New York: US stock indexes fell as much as 2.4% on Friday after consumer sentiment fell to an 11-month low and consumer prices fell, while GE and two big US banking companies missed quarterly revenue expectations.
The Thomson Reuters/University of Michigan survey of consumers showed US consumer sentiment fell far more than expected to 66.5 — its lowest level in 11 months — in a preliminary July reading — down sharply from 76.0, June’s final number. Earlier, the US Labor Department reported the US Consumer Price Index dipped 0.1% in June, which was weaker than the forecast for no change, and marked a third straight month of decline.
General Electric Co, Bank of America Corp and Citigroup Inc on Friday joined the list of major companies that beat Wall Street’s expectations, along with Alcoa and Intel earlier this week, but shares of GE and both banks sold off after they reported a drop in quarterly revenues from a year ago. Bank of America and Citigroup also reported lower earnings compared with a year ago.
GE’s stock fell 3.5% to $14.71, while Bank of America slid 7.7% to $14.20 and Citigroup lost 3.9% to $4.00.
“The most important thing about second-quarter earnings is guidance, so investors are looking for revenue growth,” said Scott Marcouiller, senior equity market strategist at Wells Fargo Advisors in St. Louis.
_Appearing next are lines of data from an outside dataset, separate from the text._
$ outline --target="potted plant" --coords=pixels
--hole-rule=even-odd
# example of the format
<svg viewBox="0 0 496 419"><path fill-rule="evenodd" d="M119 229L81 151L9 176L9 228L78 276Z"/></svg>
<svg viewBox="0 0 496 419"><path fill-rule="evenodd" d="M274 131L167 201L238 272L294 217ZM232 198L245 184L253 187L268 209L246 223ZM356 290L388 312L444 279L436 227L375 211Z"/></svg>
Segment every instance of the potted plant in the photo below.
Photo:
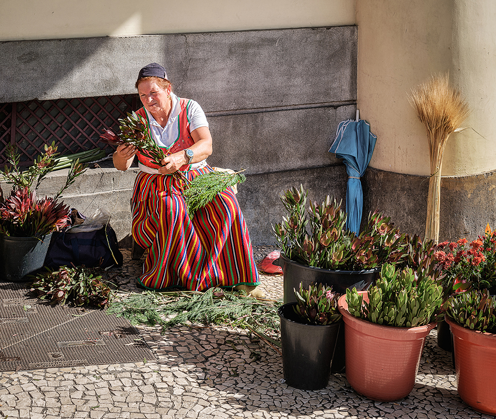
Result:
<svg viewBox="0 0 496 419"><path fill-rule="evenodd" d="M365 289L375 280L378 267L405 247L405 235L389 218L371 214L356 236L346 229L340 203L328 196L318 204L308 195L303 185L283 193L286 215L272 226L281 249L284 302L295 300L293 289L302 281L305 286L313 282L332 285L341 294L348 287Z"/></svg>
<svg viewBox="0 0 496 419"><path fill-rule="evenodd" d="M452 298L445 316L453 334L458 394L478 412L496 415L496 299L487 289Z"/></svg>
<svg viewBox="0 0 496 419"><path fill-rule="evenodd" d="M318 390L327 386L341 322L339 294L331 287L300 284L297 301L278 310L284 379L291 387Z"/></svg>
<svg viewBox="0 0 496 419"><path fill-rule="evenodd" d="M441 286L419 273L385 264L376 285L366 291L348 289L338 302L345 325L346 378L369 399L397 400L413 389L442 299Z"/></svg>
<svg viewBox="0 0 496 419"><path fill-rule="evenodd" d="M54 197L39 198L36 190L55 166L55 142L45 144L45 152L33 164L21 170L19 155L13 146L7 150L7 161L1 173L12 185L4 196L0 187L0 280L17 282L43 266L53 232L69 222L69 208L59 200L62 193L85 168L75 160L64 186ZM33 188L33 185L36 181Z"/></svg>
<svg viewBox="0 0 496 419"><path fill-rule="evenodd" d="M496 294L496 236L487 225L483 237L469 243L466 239L439 244L434 254L442 275L440 277L444 294L445 306L450 298L470 289L488 289ZM437 324L437 345L445 350L452 350L452 337L443 319Z"/></svg>
<svg viewBox="0 0 496 419"><path fill-rule="evenodd" d="M294 301L300 282L332 285L344 294L347 288L366 289L375 280L380 266L394 263L399 268L429 269L432 275L434 243L418 236L401 234L389 217L371 213L364 228L356 236L346 228L346 213L341 204L328 196L320 204L308 200L300 185L281 198L286 215L272 226L281 249L284 301ZM308 206L308 208L307 208ZM344 328L340 331L333 372L344 368Z"/></svg>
This week, investors are trading more on economic data after disappointing revenue results from major companies placed a dampener on an otherwise positive start to earnings season that began with strong results from Alcoa Inc, Intel Corp and CSX Corp.
Michael Sheldon, chief market strategist for RDM Financial in Westport, Connecticut, said “the first week of earnings has been fairly positive, but investors will increasingly focus on economic data like today’s consumer” sentiment report “to determine what the outlook for the economy is in the back half of 2010.”
The Dow Jones industrial average was down 202.61 points, or 1.96%, at 10,156.70. The Standard & Poor’s 500 Index was down 24.66 points, or 2.25%, at 1,071.82. The Nasdaq Composite Index was down 54.29 points, or 2.41%, at 2,194.79.
The S&P 500 has risen seven out of the past eight sessions. This week’s strong start to the earnings season had led to optimism about a positive round of results to give the stock market some momentum through the third quarter.
Among the missteps, though, was Google Inc’s second-quarter earnings per share, excluding items, which missed Wall Street’s expectations for the first time in two years. The stock was down 5.2% at $468.21.
A positive note came from Goldman Sachs Group Inc, whose shares climbed 2.1% to $148.20 a day after the Wall Street firm settled a US civil fraud case with the Securities and Exchange Commission.
But the overall banking sector was in a funk, with the KBW Banking Index down 4.5%, a day after the US Congress approved the broadest overhaul of financial rules since the Great Depression and sent it to US President Barack Obama to sign into law.
In the energy sector, US-listed shares of BP Plc fell 3.4% to $37.59 despite reports that a new cap on BP’s stricken oil well in the Gulf of Mexico showed no sign of leaking on Friday.
The decline in BP’s stock was in sync with a drop in August US crude oil futures, which fell 82 cents, or 1.1%, to $75.80 a barrel in midday trading. The weak US consumer sentiment and CPI data were taken as signs of sluggish demand, energy traders said.